Profits In Hedge Fund Investing

Most people understand what a mutual fund is and think a hedge fund investment is the same thing. They are correct in that a hedge fund is a group of investors that pool their money, just like a mutual fund. Hedge funds, however, don’t have the same type of regulation that the mutual fund has. In fact, you have to have a specific amount of wealth to invest in a hedge fund and a required amount of investment savvy. A hedge fund investment is not a public offering, but often a private limited partnership with the fund manager as the general partner.

Hedge funds do things because it is a private investment, which regular mutual funds can’t do. One example is the ability to sell short. This is a risky technique especially if it’s a naked short sale. The short sale is when you sell a stock in hopes of purchasing it later at a cheaper price to fill the sale.

A naked sale is one where you sell a stock you don’t own. To comply with government regulations you must be able to borrow it from someone before you sell it. The reason that it’s so risky is that the price could skyrocket after you sell the stock. Then you must pay huge amounts to fulfill your obligations to the buyer.

When large hedge funds use the techniques, often they drive the price down artificially in the sale of the stock and minutes later, can make a quick profit with the purchase and delivery of the cheaper stock. This is one way a hedge fund investment brings higher income than the traditional mutual fund.

The original purpose of a hedge fund was to hedge against the market’s swings. The combination of different types of investments provided an equation against falling markets.

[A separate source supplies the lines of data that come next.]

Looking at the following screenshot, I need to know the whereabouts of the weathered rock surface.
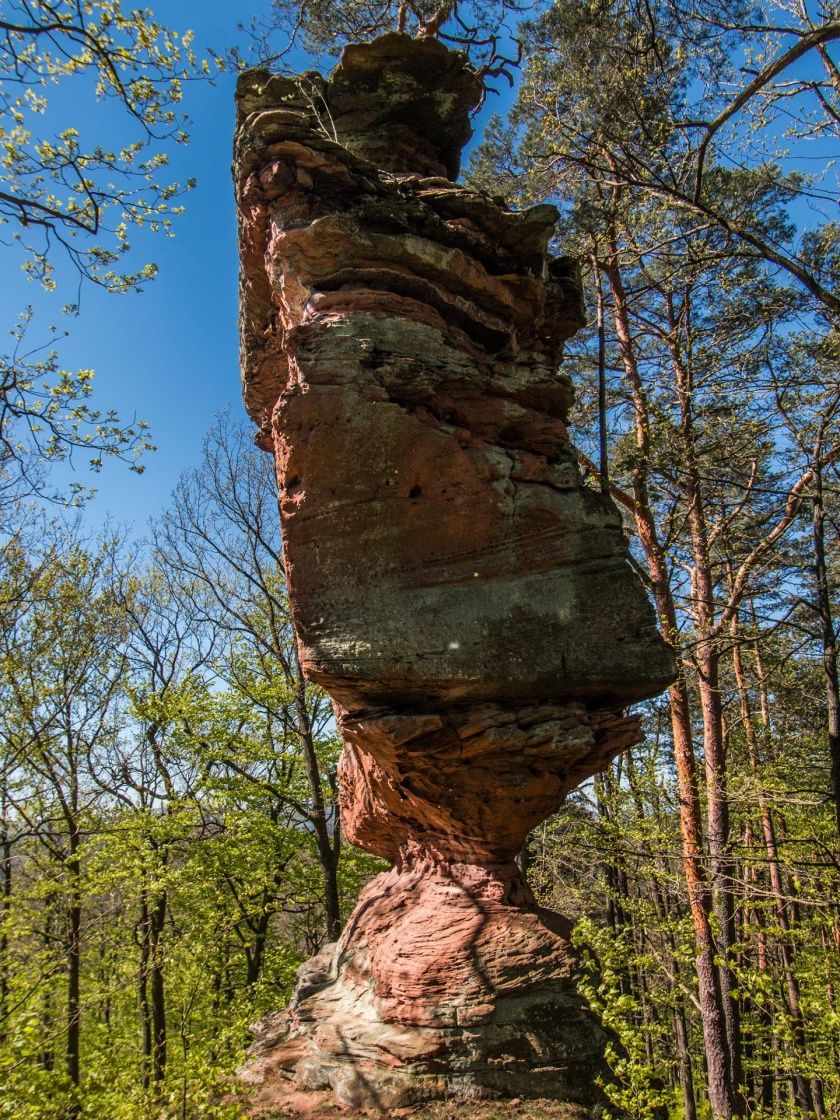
[235,35,672,1107]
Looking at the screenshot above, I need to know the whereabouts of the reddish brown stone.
[235,35,673,1108]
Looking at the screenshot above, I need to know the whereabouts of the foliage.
[0,0,209,503]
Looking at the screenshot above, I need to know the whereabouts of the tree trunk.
[295,659,342,941]
[605,238,738,1120]
[731,616,822,1114]
[812,456,840,837]
[149,890,167,1085]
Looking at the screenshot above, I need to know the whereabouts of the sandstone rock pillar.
[234,35,673,1108]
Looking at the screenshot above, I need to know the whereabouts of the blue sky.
[0,0,517,533]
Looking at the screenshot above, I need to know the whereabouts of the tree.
[0,0,209,498]
[156,414,342,940]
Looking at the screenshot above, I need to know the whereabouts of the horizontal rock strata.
[235,35,673,1105]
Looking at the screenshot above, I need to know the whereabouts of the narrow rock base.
[242,857,608,1112]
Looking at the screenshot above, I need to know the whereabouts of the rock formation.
[235,35,672,1108]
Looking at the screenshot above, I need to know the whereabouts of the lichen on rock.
[234,35,673,1107]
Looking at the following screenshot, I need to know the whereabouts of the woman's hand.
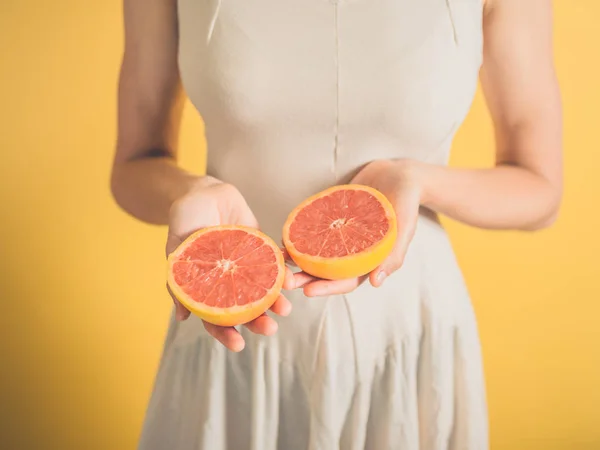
[167,177,293,351]
[294,160,421,297]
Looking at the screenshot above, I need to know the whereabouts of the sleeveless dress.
[139,0,488,450]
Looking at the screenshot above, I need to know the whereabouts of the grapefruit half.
[167,225,285,326]
[283,184,397,280]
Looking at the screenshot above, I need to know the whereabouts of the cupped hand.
[286,160,421,297]
[166,178,293,351]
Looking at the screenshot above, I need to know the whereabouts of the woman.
[112,0,562,450]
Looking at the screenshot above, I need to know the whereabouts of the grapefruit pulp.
[167,225,285,326]
[283,184,397,280]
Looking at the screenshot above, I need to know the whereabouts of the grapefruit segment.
[167,225,285,326]
[283,184,397,280]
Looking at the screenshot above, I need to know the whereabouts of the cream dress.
[139,0,488,450]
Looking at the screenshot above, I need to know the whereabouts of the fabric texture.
[139,0,488,450]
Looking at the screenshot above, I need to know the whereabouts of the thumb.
[369,219,416,287]
[369,245,405,287]
[167,284,190,322]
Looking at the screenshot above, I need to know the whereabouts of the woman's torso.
[179,0,482,240]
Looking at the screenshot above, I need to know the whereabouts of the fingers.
[281,246,298,267]
[202,321,246,352]
[304,275,367,297]
[244,314,278,336]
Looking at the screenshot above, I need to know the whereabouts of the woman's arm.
[410,0,562,230]
[111,0,211,224]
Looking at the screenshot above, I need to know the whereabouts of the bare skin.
[112,0,562,351]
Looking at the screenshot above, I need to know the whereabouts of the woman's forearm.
[408,161,561,230]
[111,157,216,225]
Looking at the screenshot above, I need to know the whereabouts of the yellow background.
[0,0,600,450]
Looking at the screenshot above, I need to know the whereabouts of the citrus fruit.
[283,184,397,280]
[167,225,285,326]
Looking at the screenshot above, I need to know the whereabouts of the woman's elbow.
[522,188,562,231]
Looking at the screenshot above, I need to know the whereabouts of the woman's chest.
[179,0,482,146]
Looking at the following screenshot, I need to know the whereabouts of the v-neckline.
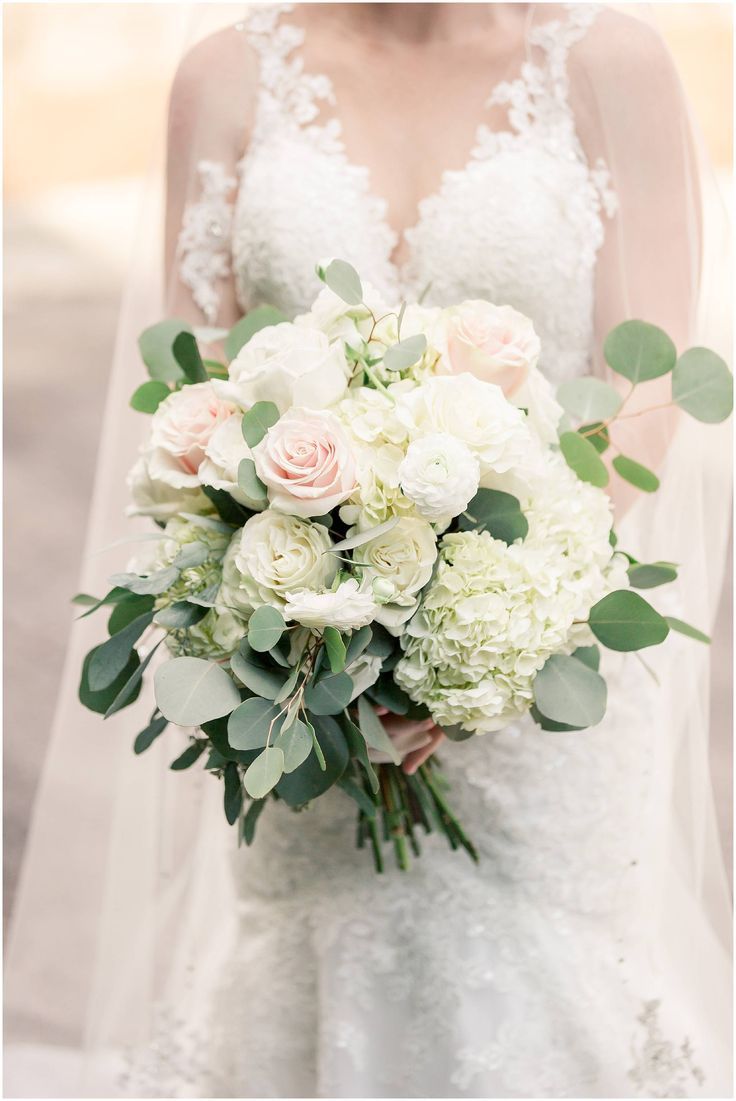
[274,3,537,277]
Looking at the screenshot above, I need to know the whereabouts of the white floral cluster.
[130,279,623,732]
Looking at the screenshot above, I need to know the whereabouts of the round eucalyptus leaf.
[560,432,608,489]
[242,745,283,799]
[225,306,289,363]
[534,654,607,729]
[304,673,353,715]
[627,562,678,589]
[324,260,362,306]
[242,402,281,447]
[590,589,670,651]
[556,378,623,423]
[273,719,312,774]
[227,696,283,750]
[153,657,240,727]
[130,379,171,413]
[603,321,678,383]
[248,604,286,654]
[672,348,734,424]
[611,455,659,493]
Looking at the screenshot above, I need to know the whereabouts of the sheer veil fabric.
[6,4,730,1097]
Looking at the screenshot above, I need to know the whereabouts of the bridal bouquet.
[76,260,732,870]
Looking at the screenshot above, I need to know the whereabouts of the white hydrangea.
[398,432,480,526]
[394,455,626,733]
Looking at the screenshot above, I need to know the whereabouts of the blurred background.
[3,2,733,913]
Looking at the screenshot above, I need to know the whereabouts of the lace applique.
[176,161,236,325]
[629,999,705,1098]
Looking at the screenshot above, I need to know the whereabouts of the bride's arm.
[164,29,256,327]
[571,11,702,514]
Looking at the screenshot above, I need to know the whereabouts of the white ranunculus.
[283,577,378,631]
[399,432,480,524]
[354,515,440,628]
[213,321,349,413]
[148,382,235,489]
[127,454,212,521]
[217,510,337,618]
[199,413,263,512]
[397,374,530,473]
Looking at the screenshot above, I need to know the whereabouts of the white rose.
[399,433,480,524]
[148,382,234,489]
[397,374,530,473]
[127,454,212,521]
[283,577,378,631]
[435,299,540,396]
[213,321,349,413]
[217,510,337,617]
[199,413,263,512]
[355,515,436,628]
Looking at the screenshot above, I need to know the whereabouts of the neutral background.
[4,3,732,912]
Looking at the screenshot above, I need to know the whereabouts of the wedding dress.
[4,4,729,1097]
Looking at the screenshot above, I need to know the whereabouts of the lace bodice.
[181,4,616,387]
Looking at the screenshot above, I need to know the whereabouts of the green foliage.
[664,615,711,643]
[627,562,678,589]
[153,657,240,727]
[88,611,153,691]
[383,333,426,371]
[138,318,192,382]
[672,348,734,424]
[248,604,286,654]
[225,306,289,363]
[534,654,607,729]
[318,260,362,306]
[603,321,678,384]
[130,379,171,413]
[590,589,670,651]
[172,333,209,382]
[242,402,281,447]
[457,489,529,544]
[560,432,608,489]
[556,378,623,423]
[611,455,659,493]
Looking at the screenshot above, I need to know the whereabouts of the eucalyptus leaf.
[358,696,401,764]
[130,379,171,413]
[603,320,678,384]
[323,260,362,306]
[248,604,286,654]
[238,459,268,502]
[611,455,659,493]
[172,333,209,382]
[138,318,192,382]
[534,654,607,729]
[242,402,281,447]
[672,348,734,424]
[88,611,153,691]
[227,696,281,750]
[242,745,283,799]
[590,589,669,651]
[457,489,529,545]
[664,615,711,643]
[556,378,623,423]
[627,562,678,589]
[153,657,240,727]
[560,432,608,488]
[383,333,426,371]
[225,306,289,363]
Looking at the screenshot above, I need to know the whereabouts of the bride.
[7,3,730,1097]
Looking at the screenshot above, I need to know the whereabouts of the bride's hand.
[371,707,445,776]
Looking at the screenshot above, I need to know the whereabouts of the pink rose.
[149,382,236,488]
[443,301,540,397]
[253,408,356,516]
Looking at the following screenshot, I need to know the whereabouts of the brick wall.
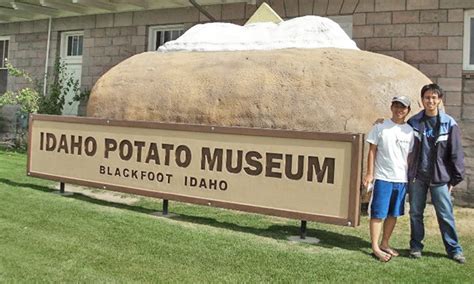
[352,0,474,206]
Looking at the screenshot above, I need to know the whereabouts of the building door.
[60,31,84,115]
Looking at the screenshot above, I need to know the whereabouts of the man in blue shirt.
[408,84,466,263]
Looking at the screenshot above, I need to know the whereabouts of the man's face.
[421,91,441,111]
[390,102,410,120]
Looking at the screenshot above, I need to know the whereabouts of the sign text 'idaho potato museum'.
[28,115,362,226]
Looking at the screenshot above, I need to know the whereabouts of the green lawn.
[0,151,474,283]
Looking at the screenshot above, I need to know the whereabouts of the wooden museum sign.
[27,115,363,226]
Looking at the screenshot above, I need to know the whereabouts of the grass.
[0,151,474,283]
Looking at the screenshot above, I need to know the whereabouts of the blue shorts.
[369,179,407,219]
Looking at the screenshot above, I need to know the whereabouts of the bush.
[0,58,80,148]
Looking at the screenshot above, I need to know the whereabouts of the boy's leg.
[380,216,399,256]
[380,182,407,256]
[370,218,391,262]
[369,180,392,262]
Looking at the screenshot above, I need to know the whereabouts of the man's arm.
[448,125,465,188]
[363,144,377,188]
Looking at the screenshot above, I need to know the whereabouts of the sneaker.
[452,252,466,264]
[410,249,421,258]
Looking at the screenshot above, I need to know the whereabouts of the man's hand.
[362,174,374,188]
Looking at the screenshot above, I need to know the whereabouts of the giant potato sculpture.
[87,48,430,133]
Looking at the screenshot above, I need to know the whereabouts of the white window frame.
[148,25,184,51]
[61,31,84,63]
[463,10,474,70]
[0,36,10,69]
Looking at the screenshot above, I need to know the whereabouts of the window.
[463,10,474,70]
[148,25,184,51]
[66,35,84,56]
[61,31,84,63]
[0,37,10,94]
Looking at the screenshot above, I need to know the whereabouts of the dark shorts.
[369,179,407,219]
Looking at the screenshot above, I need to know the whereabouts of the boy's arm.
[363,144,377,188]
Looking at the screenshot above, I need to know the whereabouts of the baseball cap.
[392,96,410,107]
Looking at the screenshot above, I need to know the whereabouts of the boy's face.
[421,91,441,111]
[390,102,410,120]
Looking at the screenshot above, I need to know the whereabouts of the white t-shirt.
[367,119,414,182]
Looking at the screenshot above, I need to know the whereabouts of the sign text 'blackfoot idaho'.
[28,116,362,225]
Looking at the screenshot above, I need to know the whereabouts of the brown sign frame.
[27,114,364,227]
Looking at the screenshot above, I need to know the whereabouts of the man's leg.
[370,218,391,262]
[408,180,428,253]
[431,185,462,257]
[380,219,399,256]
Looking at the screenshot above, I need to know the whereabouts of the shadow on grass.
[0,178,370,251]
[65,192,156,214]
[171,214,370,251]
[0,178,55,192]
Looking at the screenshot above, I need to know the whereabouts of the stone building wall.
[0,0,474,206]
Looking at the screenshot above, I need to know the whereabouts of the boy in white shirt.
[363,96,414,262]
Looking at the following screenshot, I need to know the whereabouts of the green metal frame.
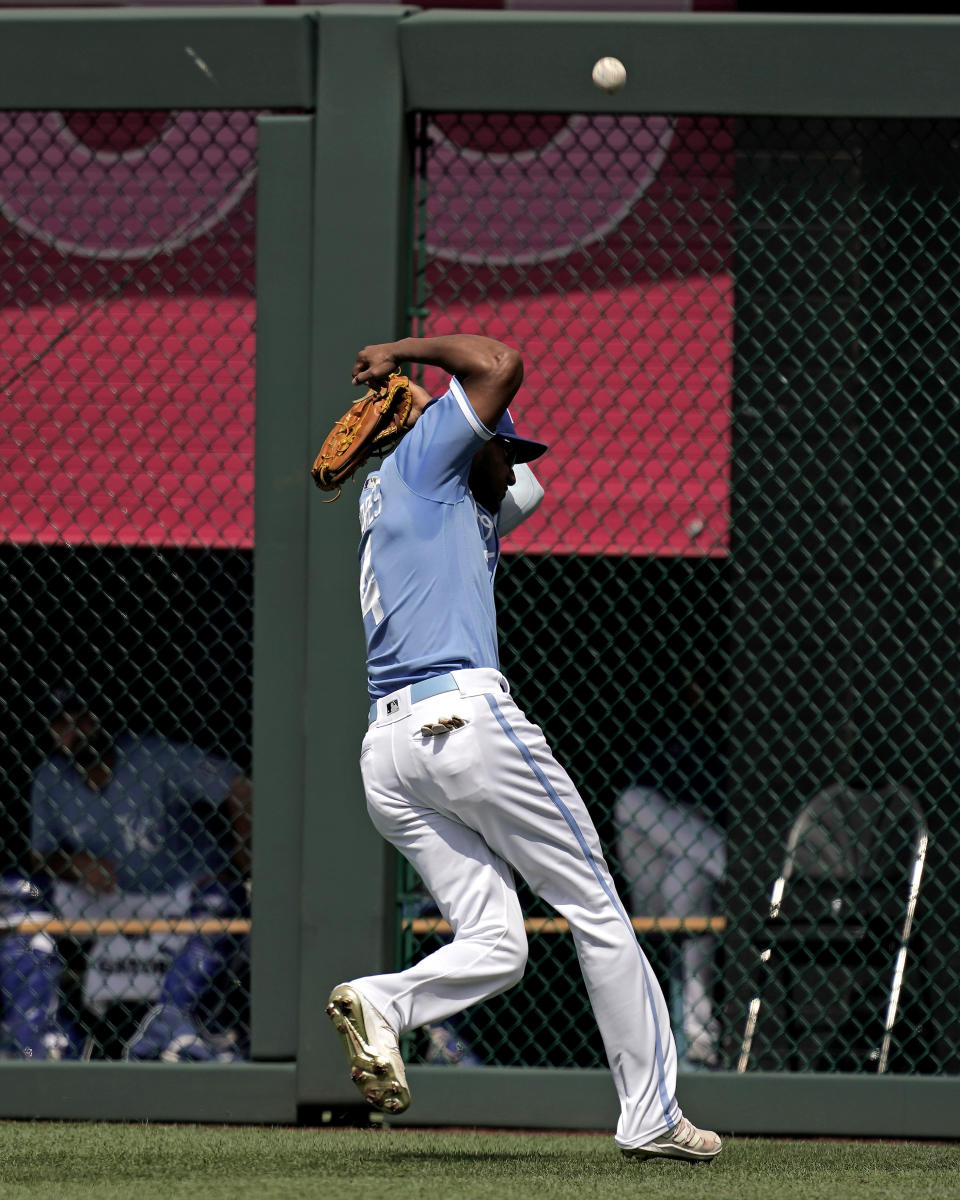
[0,5,960,1138]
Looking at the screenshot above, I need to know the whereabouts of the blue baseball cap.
[493,410,547,462]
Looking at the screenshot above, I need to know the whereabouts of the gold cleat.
[326,983,410,1114]
[623,1117,724,1163]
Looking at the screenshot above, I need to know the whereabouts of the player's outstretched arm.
[353,334,523,430]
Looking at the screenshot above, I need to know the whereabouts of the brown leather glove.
[311,374,413,499]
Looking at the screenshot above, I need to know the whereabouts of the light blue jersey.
[30,734,238,892]
[360,369,500,700]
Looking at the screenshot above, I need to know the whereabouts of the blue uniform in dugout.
[328,335,720,1162]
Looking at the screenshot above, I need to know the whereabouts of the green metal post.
[251,115,313,1058]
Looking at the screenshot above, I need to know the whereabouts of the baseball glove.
[311,373,413,499]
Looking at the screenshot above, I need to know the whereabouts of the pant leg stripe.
[484,692,672,1124]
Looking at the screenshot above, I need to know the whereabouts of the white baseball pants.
[352,670,680,1148]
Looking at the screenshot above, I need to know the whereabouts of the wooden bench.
[9,917,727,937]
[11,917,251,937]
[403,917,727,937]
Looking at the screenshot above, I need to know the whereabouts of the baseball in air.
[593,58,626,94]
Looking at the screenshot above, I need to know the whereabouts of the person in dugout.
[0,685,251,1062]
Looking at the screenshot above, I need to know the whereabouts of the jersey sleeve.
[394,379,493,502]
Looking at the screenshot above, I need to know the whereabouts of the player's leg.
[458,695,719,1158]
[354,725,527,1033]
[326,721,527,1112]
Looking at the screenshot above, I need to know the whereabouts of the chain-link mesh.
[0,112,256,1061]
[400,114,960,1072]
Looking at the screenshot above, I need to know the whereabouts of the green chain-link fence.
[398,113,960,1073]
[0,112,256,1061]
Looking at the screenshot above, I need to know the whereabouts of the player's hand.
[71,851,116,895]
[353,342,400,388]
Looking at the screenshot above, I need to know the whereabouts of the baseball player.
[326,335,721,1162]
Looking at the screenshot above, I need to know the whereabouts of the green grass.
[0,1122,960,1200]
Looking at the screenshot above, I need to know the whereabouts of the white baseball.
[593,58,626,92]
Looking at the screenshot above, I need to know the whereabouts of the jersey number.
[360,538,383,625]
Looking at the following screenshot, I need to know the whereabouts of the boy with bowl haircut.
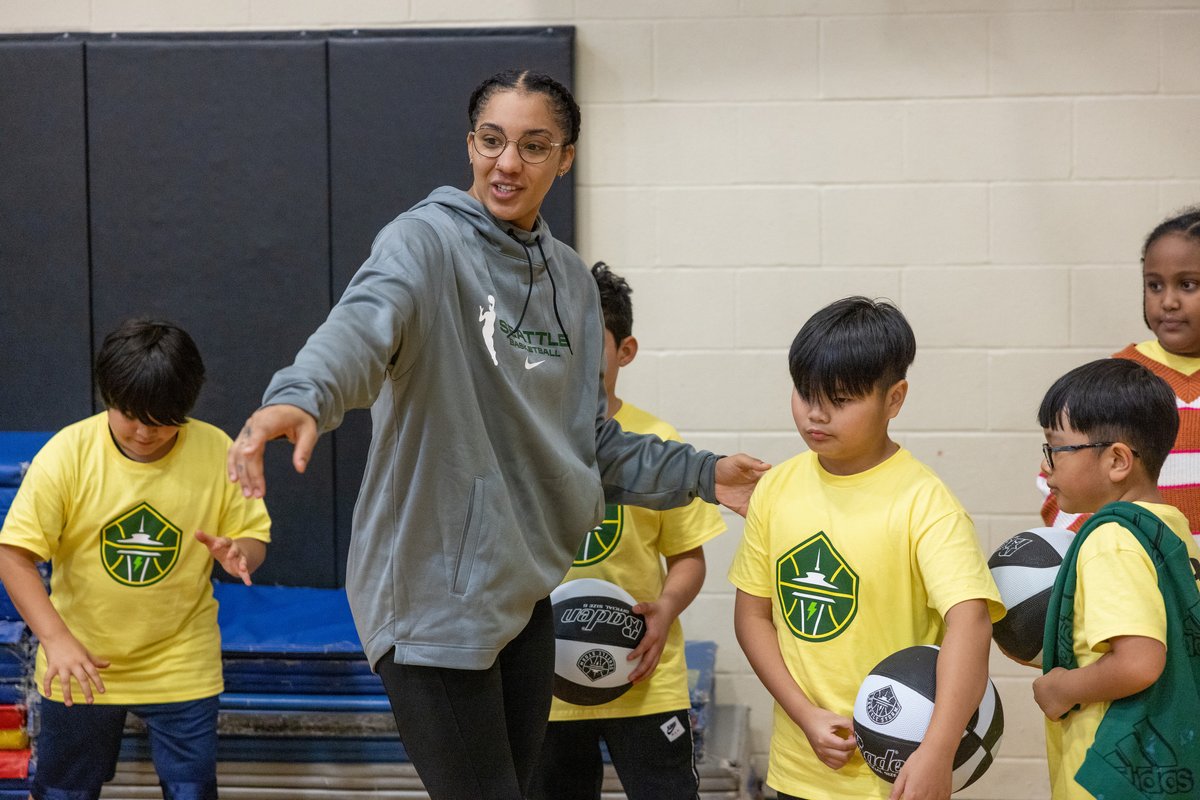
[1033,359,1200,800]
[730,297,1003,800]
[0,319,270,800]
[532,261,725,800]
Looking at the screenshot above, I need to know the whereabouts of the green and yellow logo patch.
[100,503,181,587]
[571,503,625,566]
[775,531,858,642]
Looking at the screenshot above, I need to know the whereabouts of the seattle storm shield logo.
[571,503,625,566]
[100,503,181,587]
[775,531,858,642]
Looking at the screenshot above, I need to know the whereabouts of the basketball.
[988,528,1075,667]
[550,578,646,705]
[854,644,1004,792]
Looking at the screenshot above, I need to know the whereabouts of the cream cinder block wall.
[0,0,1200,800]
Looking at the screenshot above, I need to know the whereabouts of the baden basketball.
[854,644,1004,792]
[988,528,1075,667]
[550,578,646,705]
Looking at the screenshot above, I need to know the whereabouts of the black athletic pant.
[376,597,554,800]
[529,709,700,800]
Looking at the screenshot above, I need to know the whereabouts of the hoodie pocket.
[450,477,484,595]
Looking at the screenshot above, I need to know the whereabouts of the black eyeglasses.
[470,128,563,164]
[1042,441,1138,469]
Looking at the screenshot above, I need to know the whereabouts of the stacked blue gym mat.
[0,432,754,800]
[110,584,748,800]
[0,431,52,800]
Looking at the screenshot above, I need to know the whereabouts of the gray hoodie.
[263,187,718,669]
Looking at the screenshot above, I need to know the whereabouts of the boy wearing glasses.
[1033,359,1200,800]
[730,297,1003,800]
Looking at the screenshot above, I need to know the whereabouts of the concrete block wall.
[0,0,1200,800]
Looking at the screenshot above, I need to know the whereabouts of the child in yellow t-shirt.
[1038,206,1200,537]
[730,297,1003,800]
[532,261,725,800]
[1033,359,1200,800]
[0,320,270,800]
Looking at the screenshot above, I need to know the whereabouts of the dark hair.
[1038,359,1180,481]
[592,261,634,344]
[96,319,204,425]
[787,296,917,401]
[467,70,582,145]
[1141,205,1200,261]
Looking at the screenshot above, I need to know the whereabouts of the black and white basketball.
[550,578,646,705]
[854,644,1004,792]
[988,528,1075,667]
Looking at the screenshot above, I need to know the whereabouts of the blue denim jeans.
[30,697,217,800]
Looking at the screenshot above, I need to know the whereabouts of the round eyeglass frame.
[1042,441,1138,469]
[470,130,565,164]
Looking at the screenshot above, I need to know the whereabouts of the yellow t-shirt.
[730,449,1004,800]
[550,402,725,722]
[0,413,270,705]
[1136,339,1200,375]
[1045,503,1200,800]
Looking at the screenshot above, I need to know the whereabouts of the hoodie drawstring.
[538,239,575,355]
[508,230,575,355]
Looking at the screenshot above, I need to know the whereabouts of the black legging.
[376,597,554,800]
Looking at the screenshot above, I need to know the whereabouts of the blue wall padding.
[214,583,362,657]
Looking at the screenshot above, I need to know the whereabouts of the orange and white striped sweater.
[1038,339,1200,543]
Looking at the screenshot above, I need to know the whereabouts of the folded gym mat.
[0,431,54,489]
[214,583,362,658]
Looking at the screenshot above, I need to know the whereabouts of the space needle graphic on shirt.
[101,503,181,587]
[792,553,838,633]
[775,531,858,642]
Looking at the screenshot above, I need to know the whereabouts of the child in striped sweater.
[1038,205,1200,541]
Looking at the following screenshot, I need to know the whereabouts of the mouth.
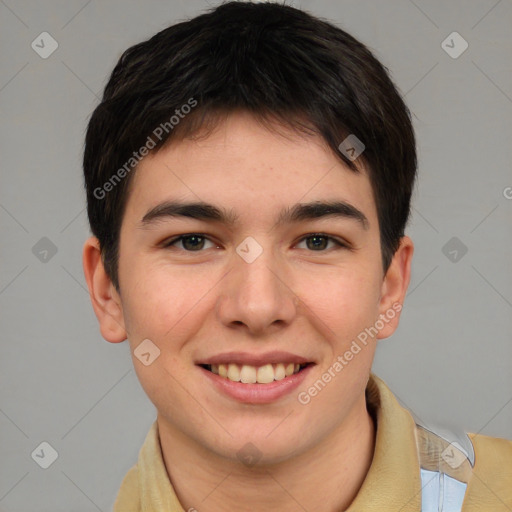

The change came as hedge funds became more popular. Today, they provide not just a hedge against loss but an edge for gain.

The typical hedge fund investment contains derivatives that are high yield and debt from companies considered risks, so they have to pay more to borrow, or their loans sell at discounted rates which means the yield on the return is higher. If you use a $1,000 loan as an example, with the company loan rate at 8%, that is a decent comfortable return. Now, if that same company gets behind on the loan and the lending institution panics, they might sell it at a 50 percent reduction of the balance to the hedge fund. This in effect means that not only does the fund get 16 percent interest, but if the company actually pays the loan in full, they make a 100 percent gain on that money.

If you have plenty of money already, you may be the perfect candidate for a hedge fund investment. These types of investments are supplementary to normal investments. They attempt to defeat bear markets and bring in money while they also take advantage of the bull market and yield a higher return. There are risks in a hedge fund, ones that the average investor would never take. With the onset of a bear market, the technique of short selling is one of the best ways to hedge the bad market and take the lemon that the economy handed you and make lemonade.